Every organization has a culture. Some organizations create their culture intentionally and carefully. At others, culture just happens, for better or worse.

Executive Summary

As the financial services environment continues to become more complex, more competitive, and more crowded, engaged employees are the critical ingredient for credit union success. Filene Research Institute’s colloquium, “Building a Culture of Credit Union Excellence,” held at Loyola University in Chicago, examines the roles that compensation, human resource management, and organizational development play in a credit union’s ability to create a culture of
excellence and a workforce that engages in exceeding members’ expectations.

What is the research about?

Building a Culture of Credit Union Excellence, features presentations by noted human resources theorists, including Paul Davis, president of the Scanlon Leadership Network. The Scanlon Plan aims to:

  • Include the worker in on the adventure, the decisions and the profits of increased production.
  • Help management tap the ingenuity of employees as a means of improving production.

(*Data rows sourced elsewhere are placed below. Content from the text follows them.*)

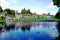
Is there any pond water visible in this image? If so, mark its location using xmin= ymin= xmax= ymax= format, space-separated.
xmin=0 ymin=22 xmax=59 ymax=40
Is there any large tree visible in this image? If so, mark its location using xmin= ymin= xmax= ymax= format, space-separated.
xmin=53 ymin=0 xmax=60 ymax=19
xmin=0 ymin=6 xmax=3 ymax=12
xmin=11 ymin=10 xmax=15 ymax=17
xmin=4 ymin=9 xmax=12 ymax=15
xmin=21 ymin=8 xmax=32 ymax=14
xmin=4 ymin=9 xmax=15 ymax=16
xmin=55 ymin=9 xmax=60 ymax=19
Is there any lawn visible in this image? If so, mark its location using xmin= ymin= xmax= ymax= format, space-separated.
xmin=0 ymin=20 xmax=5 ymax=22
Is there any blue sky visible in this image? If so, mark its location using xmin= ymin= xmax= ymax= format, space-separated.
xmin=0 ymin=0 xmax=58 ymax=15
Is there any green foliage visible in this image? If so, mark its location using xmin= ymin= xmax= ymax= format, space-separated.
xmin=4 ymin=9 xmax=15 ymax=16
xmin=21 ymin=8 xmax=32 ymax=14
xmin=55 ymin=12 xmax=60 ymax=19
xmin=0 ymin=6 xmax=3 ymax=12
xmin=4 ymin=9 xmax=11 ymax=15
xmin=27 ymin=9 xmax=31 ymax=14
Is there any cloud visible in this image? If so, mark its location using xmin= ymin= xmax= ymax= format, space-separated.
xmin=8 ymin=0 xmax=18 ymax=4
xmin=0 ymin=0 xmax=18 ymax=9
xmin=47 ymin=2 xmax=57 ymax=8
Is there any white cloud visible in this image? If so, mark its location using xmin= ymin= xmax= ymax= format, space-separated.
xmin=8 ymin=0 xmax=18 ymax=4
xmin=0 ymin=0 xmax=10 ymax=9
xmin=47 ymin=2 xmax=57 ymax=8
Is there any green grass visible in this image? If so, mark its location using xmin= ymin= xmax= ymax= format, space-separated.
xmin=0 ymin=20 xmax=5 ymax=22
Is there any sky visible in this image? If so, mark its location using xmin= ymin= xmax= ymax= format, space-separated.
xmin=0 ymin=0 xmax=58 ymax=15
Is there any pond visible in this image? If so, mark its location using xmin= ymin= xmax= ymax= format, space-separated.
xmin=0 ymin=22 xmax=59 ymax=40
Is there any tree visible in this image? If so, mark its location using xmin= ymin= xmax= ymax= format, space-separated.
xmin=27 ymin=9 xmax=32 ymax=14
xmin=4 ymin=9 xmax=12 ymax=15
xmin=4 ymin=9 xmax=15 ymax=16
xmin=0 ymin=6 xmax=3 ymax=12
xmin=21 ymin=8 xmax=32 ymax=14
xmin=21 ymin=8 xmax=26 ymax=14
xmin=11 ymin=10 xmax=15 ymax=17
xmin=53 ymin=0 xmax=60 ymax=7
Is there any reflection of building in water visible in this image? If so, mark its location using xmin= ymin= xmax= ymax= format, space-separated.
xmin=15 ymin=22 xmax=31 ymax=30
xmin=31 ymin=22 xmax=41 ymax=27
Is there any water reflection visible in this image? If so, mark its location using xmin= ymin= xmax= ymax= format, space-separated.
xmin=0 ymin=22 xmax=60 ymax=40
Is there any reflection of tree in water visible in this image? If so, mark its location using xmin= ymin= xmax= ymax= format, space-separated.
xmin=4 ymin=23 xmax=15 ymax=31
xmin=56 ymin=22 xmax=60 ymax=40
xmin=21 ymin=25 xmax=31 ymax=31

The report also features the work of Dow Scott, professor of human resources at Loyola and president of Performance Development International, Inc. Scott makes the case that, based on Scanlon methodology, an organization must meet the needs of three primary stakeholder groups. Scott also describes the relationship between a culture of excellence and a culture of innovation.

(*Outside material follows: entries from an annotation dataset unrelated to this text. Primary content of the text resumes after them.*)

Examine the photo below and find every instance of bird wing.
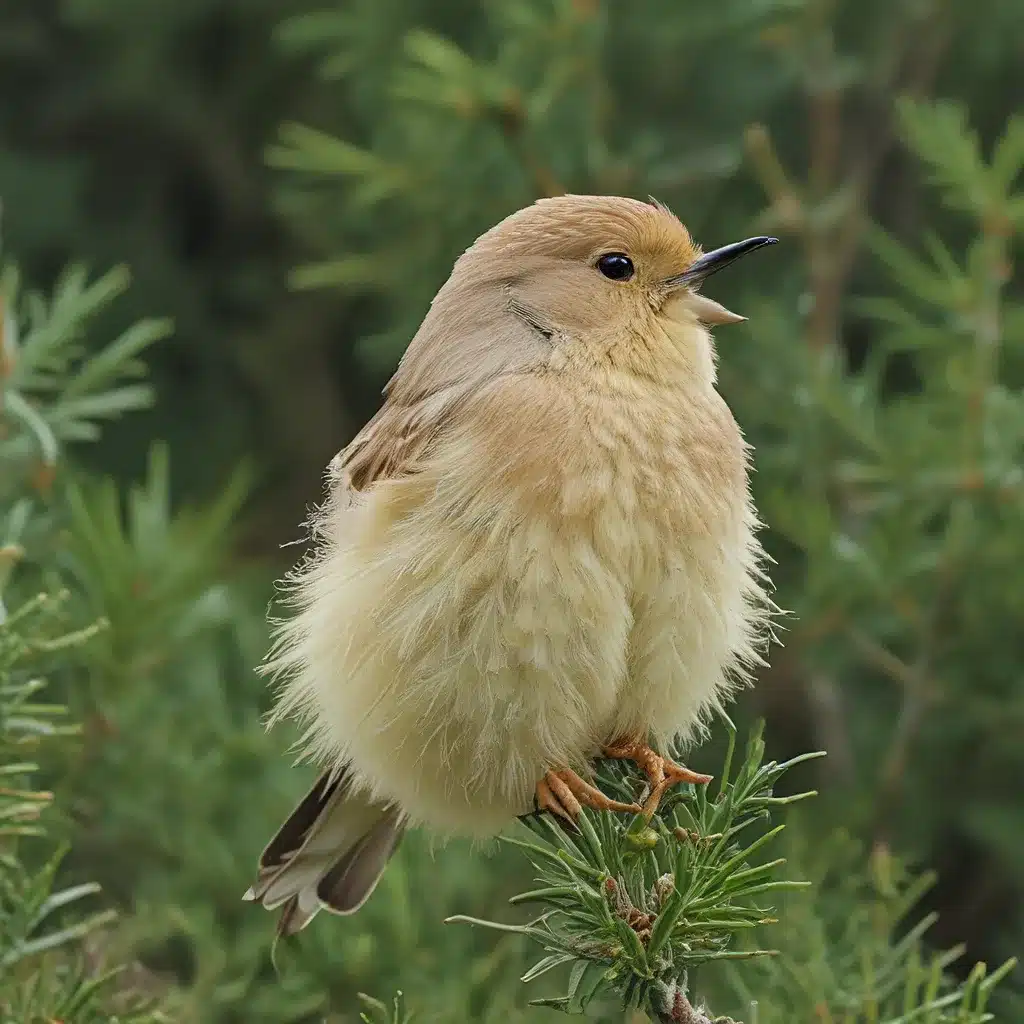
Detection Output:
[246,280,551,934]
[330,286,553,494]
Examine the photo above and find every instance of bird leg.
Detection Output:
[602,739,712,820]
[537,768,641,824]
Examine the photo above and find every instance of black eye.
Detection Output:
[597,253,633,281]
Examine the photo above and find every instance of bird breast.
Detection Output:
[282,364,757,834]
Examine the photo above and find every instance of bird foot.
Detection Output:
[536,768,641,824]
[602,739,713,821]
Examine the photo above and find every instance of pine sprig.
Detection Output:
[449,726,821,1024]
[0,235,171,499]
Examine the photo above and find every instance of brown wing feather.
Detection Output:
[331,280,552,492]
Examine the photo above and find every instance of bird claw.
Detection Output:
[536,768,641,825]
[602,739,713,821]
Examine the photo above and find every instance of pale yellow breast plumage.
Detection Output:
[268,344,763,835]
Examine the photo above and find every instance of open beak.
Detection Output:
[666,234,778,324]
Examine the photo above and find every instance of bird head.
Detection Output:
[452,196,777,377]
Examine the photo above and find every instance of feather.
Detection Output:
[244,769,402,935]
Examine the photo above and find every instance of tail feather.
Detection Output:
[244,769,403,935]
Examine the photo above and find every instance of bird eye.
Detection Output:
[597,253,633,281]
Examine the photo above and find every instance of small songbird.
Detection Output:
[246,196,776,934]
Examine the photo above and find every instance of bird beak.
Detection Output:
[666,234,778,324]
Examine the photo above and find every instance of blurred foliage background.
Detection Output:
[0,0,1024,1024]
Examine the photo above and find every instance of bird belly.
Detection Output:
[577,376,766,746]
[279,468,632,835]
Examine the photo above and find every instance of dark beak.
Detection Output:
[666,234,778,289]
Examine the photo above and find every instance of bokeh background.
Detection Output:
[0,0,1024,1024]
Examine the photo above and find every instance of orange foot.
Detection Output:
[537,768,641,824]
[603,739,712,820]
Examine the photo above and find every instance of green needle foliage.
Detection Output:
[722,828,1016,1024]
[451,727,821,1020]
[0,234,173,1024]
[449,722,1016,1024]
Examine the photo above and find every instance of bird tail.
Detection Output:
[243,768,404,935]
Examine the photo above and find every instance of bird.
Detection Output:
[245,195,777,935]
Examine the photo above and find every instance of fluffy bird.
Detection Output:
[246,196,776,934]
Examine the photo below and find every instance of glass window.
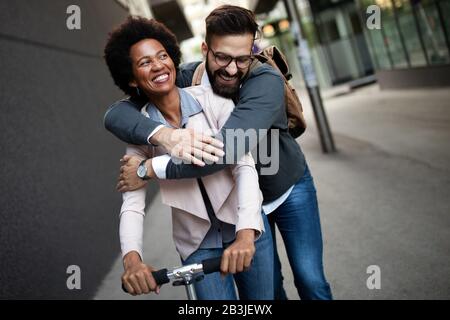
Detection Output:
[438,0,450,44]
[414,0,450,64]
[394,0,427,67]
[358,0,392,69]
[375,0,408,68]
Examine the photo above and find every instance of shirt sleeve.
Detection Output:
[232,154,265,240]
[166,66,285,179]
[119,145,147,260]
[103,99,163,145]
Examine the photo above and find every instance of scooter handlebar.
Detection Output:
[202,257,222,274]
[122,257,222,292]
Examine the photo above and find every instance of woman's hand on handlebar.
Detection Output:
[122,251,159,296]
[220,229,255,274]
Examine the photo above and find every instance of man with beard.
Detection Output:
[105,5,332,299]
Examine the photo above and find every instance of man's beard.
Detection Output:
[205,59,248,99]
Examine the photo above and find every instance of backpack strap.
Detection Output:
[191,62,205,86]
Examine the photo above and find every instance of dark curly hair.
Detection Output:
[205,5,259,46]
[104,17,181,96]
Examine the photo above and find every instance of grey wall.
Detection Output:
[376,64,450,90]
[0,0,155,299]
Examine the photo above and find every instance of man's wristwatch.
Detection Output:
[136,159,150,180]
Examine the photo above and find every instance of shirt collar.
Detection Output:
[144,88,203,128]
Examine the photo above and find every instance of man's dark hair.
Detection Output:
[104,17,181,96]
[205,5,259,46]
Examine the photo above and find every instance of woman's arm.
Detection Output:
[221,154,264,273]
[232,153,264,238]
[119,146,159,295]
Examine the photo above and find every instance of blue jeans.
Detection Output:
[269,166,332,300]
[182,214,274,300]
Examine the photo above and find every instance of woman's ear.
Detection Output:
[202,41,208,59]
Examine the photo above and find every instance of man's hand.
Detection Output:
[150,128,225,167]
[220,229,255,274]
[122,251,159,296]
[116,155,151,192]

Additionally, Chuck Cockburn, CEO of Watermark Credit Union, presents a case study of Watermark’s initiation of the Scanlon process.

What are the credit union implications?

The discussion of building a culture of credit union excellence goes beyond questions of the relative value of intrinsic and extrinsic motivation and the role of compensation in coaxing good performance out of employees. We have discussed creating a culture where excellent performance is the norm, where it does not need to be coaxed out of employees, because it is how they want and expect to perform. Motivation is a tricky affair, and so is culture. But we have some successful models upon which to build. The Scanlon approach is one such model. 

The ideas presented at Loyola University Chicago can contribute to the development of an environment where excellence and innovation are encouraged and nurtured, where employees are treated as equal partners in the organization’s success, and where the goals and interests of all key stakeholders are aligned.